Unlike other technologies, which can generally be brought to market as soon as they are fully functional, the analysts noted that AVs face much more complex hurdles. The legal and ethical challenges threatening to slow down adoption of AVs, they added, are almost impossible for the manufacturers of self-driving cars to get a handle on.

“We believe that you can't model morality,” they said. “We frequently ask investors and company management if they have a working assumption on the moral, ethical, legal, and regulatory frameworks surrounding fully autonomous vehicles. By far, the most common answer we get is along the lines of: “Not explicitly. We assume that it will work itself out over time.” We understand that it is not possible to model issues of ethics and morality.

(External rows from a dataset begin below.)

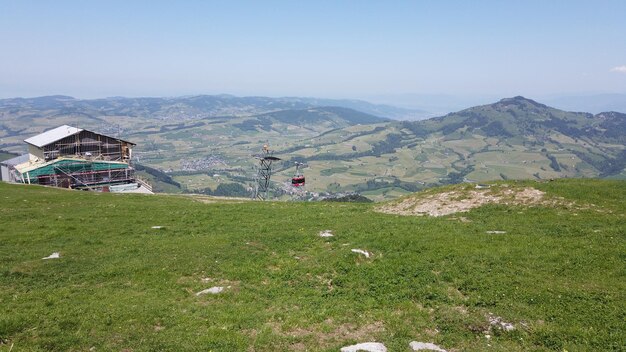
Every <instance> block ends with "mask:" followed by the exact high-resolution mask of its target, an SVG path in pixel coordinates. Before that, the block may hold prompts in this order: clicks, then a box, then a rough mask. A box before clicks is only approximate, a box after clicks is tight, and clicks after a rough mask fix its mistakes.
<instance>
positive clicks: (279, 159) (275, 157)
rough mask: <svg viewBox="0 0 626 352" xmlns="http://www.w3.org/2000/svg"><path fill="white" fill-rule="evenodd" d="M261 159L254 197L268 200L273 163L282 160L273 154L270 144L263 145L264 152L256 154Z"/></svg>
mask: <svg viewBox="0 0 626 352" xmlns="http://www.w3.org/2000/svg"><path fill="white" fill-rule="evenodd" d="M255 158H256V159H258V160H259V168H258V170H257V175H256V186H255V189H254V199H258V200H266V199H267V197H268V195H269V188H270V177H272V163H273V162H274V161H278V160H281V159H280V158H277V157H275V156H273V155H272V152H271V151H270V149H269V146H268V145H267V144H266V145H264V146H263V152H262V153H261V154H259V155H256V156H255Z"/></svg>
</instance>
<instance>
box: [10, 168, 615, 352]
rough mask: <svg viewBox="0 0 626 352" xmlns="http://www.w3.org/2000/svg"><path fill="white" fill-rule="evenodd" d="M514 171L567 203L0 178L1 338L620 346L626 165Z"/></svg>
mask: <svg viewBox="0 0 626 352" xmlns="http://www.w3.org/2000/svg"><path fill="white" fill-rule="evenodd" d="M467 186H469V185H466V186H453V187H447V188H445V189H433V190H430V191H429V192H428V193H427V194H426V195H424V196H426V197H429V196H434V197H437V196H439V195H442V194H450V193H451V192H456V195H457V197H455V198H456V199H453V201H454V200H456V201H460V200H461V199H462V197H463V196H464V195H466V194H467V193H469V192H472V191H473V190H474V189H473V188H472V187H467ZM506 186H508V188H509V189H517V188H533V189H536V190H537V191H540V192H543V193H545V194H544V197H545V199H546V200H549V201H552V200H555V199H556V200H558V201H557V202H556V203H552V202H546V203H545V204H541V205H532V206H524V205H506V204H500V205H497V206H496V205H491V206H486V207H480V208H476V209H472V210H471V211H469V212H466V213H462V214H451V215H448V216H443V217H426V216H424V217H405V216H397V215H387V214H380V213H376V212H374V211H373V210H374V208H375V207H376V205H369V204H346V203H343V204H341V203H326V202H307V203H304V202H289V203H287V202H252V201H248V202H246V201H241V200H237V201H230V202H229V201H225V200H223V199H222V200H220V199H216V198H208V197H198V196H196V197H194V196H186V197H183V196H171V195H170V196H166V195H154V196H146V195H119V194H118V195H115V194H107V193H100V194H95V193H90V192H77V191H67V190H61V189H52V188H47V187H40V186H18V185H10V184H4V183H1V182H0V195H2V202H0V214H2V216H0V227H1V228H2V231H0V243H1V244H2V245H1V246H0V262H1V263H2V265H1V266H0V302H2V304H0V341H1V342H0V350H2V351H9V350H11V346H13V345H14V346H16V348H14V351H15V350H18V351H87V350H90V349H92V350H94V349H95V350H97V351H124V350H126V351H131V350H132V351H207V350H212V351H215V352H218V351H219V352H232V351H281V352H282V351H294V350H295V351H306V350H308V351H320V352H331V351H332V352H337V351H339V350H340V348H342V347H344V346H348V345H352V344H354V343H358V342H365V341H378V342H381V343H384V344H385V346H386V347H387V348H388V350H389V351H409V350H410V349H409V342H410V341H426V342H435V343H436V344H437V345H439V346H441V347H442V348H444V349H446V350H448V351H511V352H521V351H563V350H568V351H619V350H621V349H622V347H623V341H625V340H626V330H625V329H623V327H624V314H626V307H625V306H624V300H625V299H626V294H625V292H626V274H625V273H626V262H625V261H624V253H626V237H625V235H624V234H625V229H624V214H626V204H625V201H624V200H625V199H626V181H622V182H617V181H612V182H609V181H601V180H558V181H555V182H509V183H500V184H499V186H498V187H500V189H502V188H504V187H506ZM494 188H496V187H494ZM491 190H493V189H490V191H491ZM420 196H421V195H419V194H418V195H416V197H420ZM26 205H27V206H26ZM86 219H89V221H86ZM155 226H158V227H160V228H154V227H155ZM324 230H331V231H332V234H333V235H334V237H325V238H322V237H320V236H319V234H320V231H324ZM494 232H495V233H494ZM353 249H360V250H362V251H367V253H368V254H369V257H366V256H364V255H362V254H360V253H355V252H353V251H352V250H353ZM53 252H58V253H59V258H57V259H48V260H42V259H41V258H44V257H47V256H49V255H50V254H51V253H53ZM211 288H216V289H213V290H211V291H209V292H216V291H218V290H219V289H217V288H222V290H221V292H218V293H215V294H211V293H206V291H205V290H210V289H211ZM201 292H205V294H202V293H201ZM581 312H584V314H581ZM505 323H506V324H507V325H506V326H509V325H508V324H511V326H512V327H513V328H514V329H513V330H512V329H510V328H508V329H505V328H503V324H505ZM485 335H489V336H490V337H491V338H487V337H486V336H485Z"/></svg>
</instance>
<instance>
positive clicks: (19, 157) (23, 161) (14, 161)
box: [0, 154, 29, 166]
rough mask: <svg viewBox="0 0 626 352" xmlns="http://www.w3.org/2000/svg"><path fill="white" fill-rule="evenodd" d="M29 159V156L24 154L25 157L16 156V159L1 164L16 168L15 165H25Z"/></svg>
mask: <svg viewBox="0 0 626 352" xmlns="http://www.w3.org/2000/svg"><path fill="white" fill-rule="evenodd" d="M28 159H29V155H28V154H23V155H20V156H16V157H15V158H11V159H7V160H4V161H2V162H0V164H3V165H11V166H15V165H19V164H23V163H25V162H27V161H28Z"/></svg>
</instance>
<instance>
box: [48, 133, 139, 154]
mask: <svg viewBox="0 0 626 352" xmlns="http://www.w3.org/2000/svg"><path fill="white" fill-rule="evenodd" d="M132 145H133V143H130V142H126V141H123V140H121V139H117V138H113V137H108V136H105V135H101V134H97V133H94V132H91V131H86V130H83V131H81V132H80V133H77V134H75V135H71V136H67V137H65V138H63V139H60V140H58V141H56V142H53V143H50V144H48V145H45V146H43V148H41V149H42V150H43V157H44V160H53V159H56V158H59V157H63V156H74V157H81V158H86V159H90V160H106V161H128V160H130V159H131V157H132V155H131V150H132V147H131V146H132Z"/></svg>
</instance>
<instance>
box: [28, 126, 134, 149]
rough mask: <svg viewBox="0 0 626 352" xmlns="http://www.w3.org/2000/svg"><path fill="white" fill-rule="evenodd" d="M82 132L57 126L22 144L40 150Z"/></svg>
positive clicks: (32, 137) (107, 136)
mask: <svg viewBox="0 0 626 352" xmlns="http://www.w3.org/2000/svg"><path fill="white" fill-rule="evenodd" d="M82 131H87V130H85V129H82V128H78V127H72V126H68V125H63V126H59V127H57V128H53V129H51V130H49V131H46V132H44V133H41V134H38V135H36V136H33V137H30V138H28V139H25V140H24V142H26V143H28V144H32V145H34V146H35V147H37V148H41V147H43V146H46V145H48V144H50V143H54V142H56V141H58V140H61V139H63V138H65V137H67V136H72V135H75V134H78V133H80V132H82ZM89 132H92V133H95V134H99V135H102V136H104V135H103V134H100V133H96V132H93V131H89ZM107 137H108V136H107ZM109 138H113V139H117V140H119V141H122V142H126V143H129V144H132V145H137V144H136V143H133V142H129V141H126V140H123V139H120V138H117V137H109Z"/></svg>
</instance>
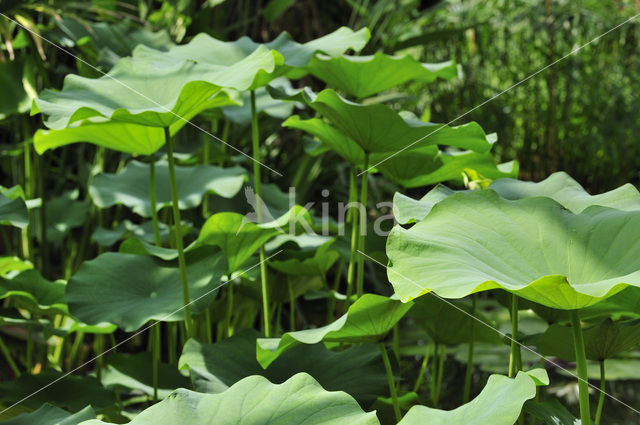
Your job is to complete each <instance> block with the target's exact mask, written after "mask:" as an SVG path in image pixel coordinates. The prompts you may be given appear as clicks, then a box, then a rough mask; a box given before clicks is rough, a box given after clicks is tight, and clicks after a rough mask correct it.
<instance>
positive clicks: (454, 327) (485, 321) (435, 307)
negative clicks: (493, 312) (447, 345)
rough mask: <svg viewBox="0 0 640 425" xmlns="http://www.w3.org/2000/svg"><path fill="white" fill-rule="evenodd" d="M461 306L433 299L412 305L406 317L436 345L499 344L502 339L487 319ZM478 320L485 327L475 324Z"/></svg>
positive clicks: (477, 313)
mask: <svg viewBox="0 0 640 425" xmlns="http://www.w3.org/2000/svg"><path fill="white" fill-rule="evenodd" d="M471 314H472V310H471V308H470V307H469V306H468V305H466V304H464V303H461V302H456V301H448V300H447V301H443V300H441V299H439V298H437V297H435V296H427V297H420V298H418V299H416V300H415V301H414V306H413V308H412V309H411V310H410V311H409V313H408V316H409V317H411V318H413V319H415V321H416V322H417V324H418V325H419V326H421V327H423V328H424V329H425V330H426V331H427V333H428V334H429V336H430V337H431V338H432V339H433V340H434V341H435V342H437V343H439V344H447V345H457V344H462V343H465V342H469V341H471V340H474V341H484V342H490V343H494V344H501V343H502V335H500V333H499V331H498V330H497V329H496V328H494V326H493V325H492V324H491V323H490V321H489V319H487V318H486V317H484V315H483V314H481V313H480V312H477V311H476V312H475V313H473V317H472V316H471ZM478 320H480V321H481V322H484V323H485V324H482V323H478Z"/></svg>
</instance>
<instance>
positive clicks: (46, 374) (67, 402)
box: [0, 370, 116, 412]
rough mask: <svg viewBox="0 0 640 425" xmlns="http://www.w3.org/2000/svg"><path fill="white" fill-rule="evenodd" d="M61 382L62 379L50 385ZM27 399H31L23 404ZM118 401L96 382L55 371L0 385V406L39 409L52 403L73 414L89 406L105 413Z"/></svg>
mask: <svg viewBox="0 0 640 425" xmlns="http://www.w3.org/2000/svg"><path fill="white" fill-rule="evenodd" d="M59 378H62V379H60V380H59V381H57V382H56V383H55V384H52V385H49V384H51V382H53V381H55V380H56V379H59ZM47 385H48V386H47ZM36 391H37V392H36ZM26 396H31V397H29V398H27V399H25V400H24V401H21V400H22V399H23V398H25V397H26ZM115 401H116V400H115V396H114V394H113V392H111V391H107V390H106V389H104V388H103V387H102V386H101V385H100V383H99V382H98V381H97V380H96V379H95V378H93V377H89V376H85V377H82V376H76V375H68V376H64V377H63V373H62V372H58V371H55V370H47V371H44V372H42V373H39V374H37V375H22V376H20V377H19V378H17V379H15V380H13V381H5V382H0V402H2V403H4V404H5V405H7V404H13V403H17V402H20V405H23V406H27V407H30V408H32V409H38V408H39V407H40V406H41V405H43V404H45V403H50V404H53V405H54V406H57V407H60V408H63V409H68V410H70V411H71V412H79V411H82V410H83V409H84V408H85V407H86V406H87V405H91V406H93V408H94V409H104V408H106V407H109V406H111V405H113V404H114V403H115Z"/></svg>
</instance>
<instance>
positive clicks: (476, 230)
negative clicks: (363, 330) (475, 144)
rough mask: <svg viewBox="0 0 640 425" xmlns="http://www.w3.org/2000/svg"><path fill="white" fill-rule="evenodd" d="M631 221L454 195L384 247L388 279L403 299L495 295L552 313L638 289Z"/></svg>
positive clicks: (612, 213) (627, 216)
mask: <svg viewBox="0 0 640 425" xmlns="http://www.w3.org/2000/svg"><path fill="white" fill-rule="evenodd" d="M639 243H640V212H638V211H630V212H627V211H621V210H615V209H611V208H605V207H599V206H592V207H590V208H588V209H586V210H585V211H583V212H582V213H580V214H573V213H572V212H570V211H568V210H566V209H565V208H563V207H562V205H560V204H558V203H557V202H555V201H554V200H552V199H549V198H540V197H536V198H528V199H522V200H518V201H509V200H505V199H503V198H501V197H500V196H499V195H498V194H497V193H496V192H494V191H493V190H482V191H476V192H468V193H456V194H454V195H451V196H449V197H448V198H446V199H445V200H443V201H441V202H439V203H438V204H437V205H436V206H435V207H434V208H433V209H432V210H431V212H430V213H429V215H428V216H427V218H426V219H424V220H423V221H421V222H419V223H418V224H416V225H414V226H413V227H412V228H410V229H408V230H407V229H403V228H401V227H400V226H396V227H395V228H394V229H393V230H392V232H391V233H390V235H389V238H388V240H387V255H388V257H389V264H390V267H389V269H388V277H389V280H390V282H391V283H392V284H393V286H394V289H395V292H396V294H397V295H398V296H399V297H400V299H402V300H410V299H413V298H416V297H418V296H421V295H423V294H425V293H427V292H429V291H434V292H436V293H437V294H438V295H440V296H442V297H444V298H462V297H464V296H466V295H469V294H471V293H474V292H479V291H484V290H488V289H494V288H503V289H506V290H508V291H510V292H513V293H515V294H518V295H520V296H522V297H524V298H527V299H529V300H530V301H533V302H536V303H539V304H543V305H546V306H548V307H553V308H559V309H577V308H583V307H587V306H589V305H592V304H595V303H597V302H598V301H601V300H603V299H605V298H607V297H609V296H611V295H613V294H615V293H617V292H619V291H621V290H622V289H624V288H625V287H627V286H629V285H632V286H640V257H638V256H637V255H635V252H636V251H637V247H638V244H639Z"/></svg>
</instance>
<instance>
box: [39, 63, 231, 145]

We only point out that this gap represents an important piece missing from the equation of market adoption.”

Jonas and Nowak also warned that AVs differ from other technological breakthroughs as it is more difficult to get consent from the general public to test them. (See also: Tesla's Auto 2.0 Near-Monopoly May Soon End: Morgan Stanley.)

“Individuals participating in a medical trial for an advanced cancer or diabetes drug are usually willing to accept the risk of serious side effects or death and have explicitly consented to participate in that trial; however, an unaware pedestrian walking down the sidewalk does not opt to participate in an autonomous trial in the same way,” they wrote. (See also: Waymo Leads Tesla In Self-Driving Tech Testing.)

According to Navigant Research, the leaders among the companies developing automated driving systems are General Motors (GM), Alphabet's (GOOG) Waymo, Daimler AG (DDAIF) and Bosch's partnership, Ford Motor Company (F) and Volkswagen Group (VLKAY). Tesla Motors (TSLA) was ranked last at 19th.